うずまきぐ~るぐる

本の紹介や日々のことをぐるぐるかきます

私のなかの彼女 角田光代

嫌な感じを描くのが実に上手い角田さんの長編

 

明るい話ではない。ずっと沈んでいたものが、徐々に

浮かび上がって来るような独特なリズムがこの小説にはある。

 

主人公和歌は同じ大学に通う仙太郎と恋人同士。
仙太郎はセンスもいいし、教養もあり誰からも好かれる存在だ。
学生でありながら、才能のある仙太郎はバブルという時代の

波に乗りアーティストとしても活躍をしている。

 

一方、和歌は就職する段階に来ても自分が何をしたいのか

分からないようなふわふわした女性。仙太郎の勧めで出版社に

就職するがパッとしない生活を送る。そんな和歌はある日、

実家の蔵にあった祖母の書いたらしき本を見つけ、

やがて自分も何か書いてみようと新しい世界に

飛び込むのだが・・・。

 

前半は和歌のへらへらした感じが気になりつつも、

若いときって案外、自分もこんな一面があったかもな~と

思ったりしたのだが、なにより違和感があったのが、

仙太郎の言動だ。

 

途中までこの彼がイイ人なのか意地悪な人なのかちょっと

判別しにくい。でも彼が発する言葉には必ず人を

見下したような雰囲気が残る。正論なのだ。言っていることは。
でもさりげなく相手を否定し、ギリギリのところでサッと

何事もなかったような態度をとる。

 

そんな彼の前で和歌はいつしか彼のご機嫌をうかがうように

なったり、怯えたり。
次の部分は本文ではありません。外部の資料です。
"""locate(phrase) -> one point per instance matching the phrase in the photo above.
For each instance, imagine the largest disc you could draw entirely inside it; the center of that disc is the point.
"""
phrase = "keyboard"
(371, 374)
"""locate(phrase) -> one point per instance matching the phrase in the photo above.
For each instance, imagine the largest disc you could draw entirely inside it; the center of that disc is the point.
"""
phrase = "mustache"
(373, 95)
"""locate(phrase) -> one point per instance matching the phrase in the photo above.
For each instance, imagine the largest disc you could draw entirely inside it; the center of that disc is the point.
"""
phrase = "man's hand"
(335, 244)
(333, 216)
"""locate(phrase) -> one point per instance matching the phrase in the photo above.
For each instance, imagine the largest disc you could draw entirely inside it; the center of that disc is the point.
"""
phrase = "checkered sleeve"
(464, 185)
一度は同棲し、子供を生む決意までする

二人だが、時間を重ねれば重ねるほど、関係がどんどん

歪んでゆく。

 

私のなかの彼女

私のなかの彼女

 

 

人の人生に影響を与える言葉の恐ろしさ

 

人は誰かに言われた一言が意外にも長いこと心の中に

残っていたりする。
何気なくかけてもらった一言が、落ち込んだ時に

ふと思い出され、励まされたり、支えになったりする。

 

和歌もこの彼に少しでも肯定的な言葉をかけてもらっていれば、
後半何かに囚われたような感じにはならなかっただろう。

「何気ない一言」は、それだけ人の一生に大きな影響を

与えたりする恐ろしさがある。

 

本書でもそうなのだが、言った方はすっかり忘れていることも、
言われた方はずっと覚えていたりする。
特に否定的な言葉は余計そうなのではないかと。

 

ふたりの関係を中心に、祖母の歴史を追っていくという話も

並行して展開される。
また、作家としての仕事へ対する苦悩、自立等々、

細かく丁寧にその時々の彼女の心境が描写されている。

それは苦しいほどに。

 

バブルから20年あまりの話で、当時の事件などから

時代を感じさせられるシーンも多い。

 

女性が男性と対等になろうと頑張っていた時代。
どんなに対等だと叫ばれても、対等でなかった部分が

たくさんあったことを私たちは知っている。

 

20年って長いのか短いのか・・・
彼女の変化が目まぐるしかったようでもあり、
ゆっくり流れていったようにも感じる。

 

時間が流れても彼女は大学の先生に言われた言葉をまるで

宝物のように、何度か思い出していた。それは彼女を肯定する言葉。
彼女は今、その言葉が自分でも実感できるまで大人の女性に

なれたのだと思う。

 

仙太郎、和歌、どちらにも共感ができるものではなかったけど、
なんだか最終的に恋愛のことだけじゃなく、いろーんなことが
頭の中に廻り、止まらない。

 

角田さんの作品はそこはかとなく奥が深い。
あの仙太郎が発する違和感のある会話のうまさと言ったら。
どうしたらあんな嫌な感じを自然に描けるのだろう。
小説だと解っていても、かなりイライラさせられた(笑)

 

角田光代は物凄い作家なんだと、今回はいつも以上に思った

次第である。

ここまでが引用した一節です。